Oak Ridges Moraine Groundwater Program

The ORMGP Raven Model

A regional lumped-parameter rainfall-runoff model

A regional semi-distributed rainfall-runoff model has been developed to simulate regional-scale hydrologic processes at the sub-watershed scale. The model is developed using Raven: a state-of-the-art hydrological framework written by Dr. James Craig at the University of Waterloo. In particular, the HBV-EC formulation is applied as its results can be mapped to the 60x60 grid used with the integrated Water Budget model.
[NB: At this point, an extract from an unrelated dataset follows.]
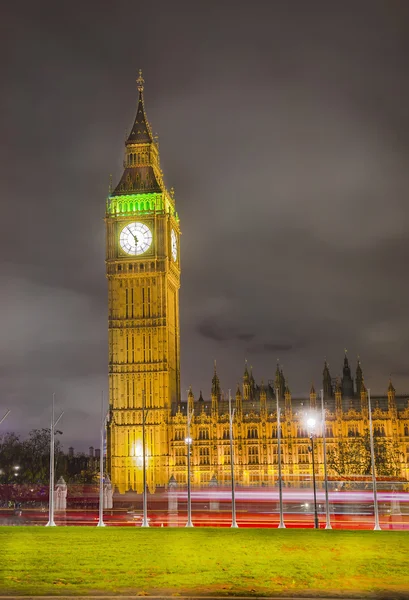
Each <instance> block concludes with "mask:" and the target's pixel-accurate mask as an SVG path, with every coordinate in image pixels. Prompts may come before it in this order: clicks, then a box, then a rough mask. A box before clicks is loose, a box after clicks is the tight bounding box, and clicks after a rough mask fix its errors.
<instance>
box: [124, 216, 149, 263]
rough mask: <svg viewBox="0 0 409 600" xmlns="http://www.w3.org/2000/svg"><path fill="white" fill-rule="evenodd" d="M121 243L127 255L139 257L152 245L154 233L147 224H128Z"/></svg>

The model was initially built to support the Water Budget (recharge) model in that it is built on the same sub-watershed network, land-use, surficial geology and climate forcings. With this traditional hydrologic model, results are indeed similar–although at the moment more calibration is required.

Model Design

The model is built off the same 4,230 sub-watersheds used in the climate data service and the integrated water budget model. Raven (HBV-EC) uses the semi-distributed Hydrological Response Unit (HRU) formulation which groups the land surface into common climate, land use, and surficial geology categories. After grouping unique permutations, the 12.4M grid cells analyzed in the water budget model are reduced to 18,515 distinct HRUs. The model then computes the hydrology of these HRUs and the results are then mapped back to the original grid. This reduction to HRUs greatly improves model run times.

The latest model build can be found here.

Additional build notes

WARNING: The model currently remains largely un-calibrated.
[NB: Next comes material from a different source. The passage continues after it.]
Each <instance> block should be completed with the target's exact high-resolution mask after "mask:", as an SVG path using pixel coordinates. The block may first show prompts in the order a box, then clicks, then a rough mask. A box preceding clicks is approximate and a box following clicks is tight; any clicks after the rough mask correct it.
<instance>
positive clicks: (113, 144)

Comparison to an Integrated Water Budget

While a standard in the hydrological community, models such as Raven are designed to neglect the role of groundwater influence on runoff generation. In most cases this can be a fair simplification, especially during the onsets of extreme rainfall events, which is likely the most prominent use case of such models. The problem is that in many areas (of southern Ontario), water tables are close to (or even above) ground surface. What this means is that recharge cannot occur in these areas yet standard hydrological models fail to account for this. In practice, areas where seepage is known to occur, such as wetlands (fens), modellers are forced to “effectively” treat wetlands as an impervious surface. Computationally, wetlands are thus no different than a parking lot.
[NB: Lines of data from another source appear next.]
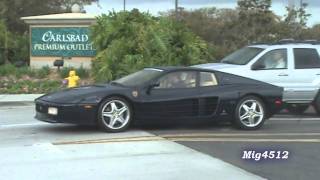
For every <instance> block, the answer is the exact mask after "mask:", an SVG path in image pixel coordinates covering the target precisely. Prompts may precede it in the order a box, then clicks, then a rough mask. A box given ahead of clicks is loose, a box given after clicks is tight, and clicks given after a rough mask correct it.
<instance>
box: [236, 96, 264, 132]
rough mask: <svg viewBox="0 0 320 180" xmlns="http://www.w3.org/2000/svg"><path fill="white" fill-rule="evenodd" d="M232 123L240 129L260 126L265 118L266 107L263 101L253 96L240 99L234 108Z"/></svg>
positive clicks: (255, 127) (244, 97) (246, 96)
mask: <svg viewBox="0 0 320 180" xmlns="http://www.w3.org/2000/svg"><path fill="white" fill-rule="evenodd" d="M234 116H235V117H234V121H233V122H234V125H236V127H238V128H240V129H247V130H253V129H258V128H260V127H261V126H262V125H263V123H264V121H265V120H266V108H265V105H264V103H263V101H262V100H261V99H260V98H258V97H255V96H246V97H244V98H243V99H241V100H240V101H239V103H238V105H237V107H236V109H235V114H234Z"/></svg>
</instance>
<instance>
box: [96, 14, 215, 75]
mask: <svg viewBox="0 0 320 180" xmlns="http://www.w3.org/2000/svg"><path fill="white" fill-rule="evenodd" d="M91 32H92V34H91V38H92V40H93V43H94V45H95V47H96V49H97V55H96V57H95V60H94V61H92V75H93V77H94V78H95V80H96V81H106V80H107V81H110V80H113V79H116V78H119V77H121V76H123V75H126V74H129V73H132V72H135V71H137V70H140V69H142V68H144V67H146V66H164V65H193V64H200V63H205V62H207V61H209V60H210V59H211V58H210V57H211V56H210V54H209V50H208V45H207V43H206V42H205V41H203V40H202V39H201V38H199V37H198V36H196V35H195V34H194V33H192V32H191V31H190V30H189V29H188V28H187V27H186V25H185V24H183V23H182V22H178V21H176V20H173V19H171V18H169V17H159V18H156V17H153V16H151V15H150V14H148V13H140V12H139V11H138V10H137V9H134V10H132V11H131V12H119V13H115V12H111V13H109V14H108V15H106V14H103V15H102V16H100V17H98V18H97V23H96V24H95V25H93V26H92V31H91Z"/></svg>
By design, integrated models treat the water table explicitly and so no effective treatment of the exchange of water between the subsurface and ground surface is required. Modeller discretion is eliminated and a physical treatment of the hydrological system is maintained. Below is an illustration of a Raven output with that of the ORMGP integrated water budget model. Notice how features such as streams become an emergent property of the landscape gaining groundwater discharge as baseflow, not a feature built into the model.

Comparison of groundwater recharge simulated using Raven vs. an integrated groundwater/surface water model (mm/yr). Notice how in the integrated case much of the low lying areas exhibit negative “net recharge”, meaning that these are area where water tables are high and seepage to the surface is being simulated.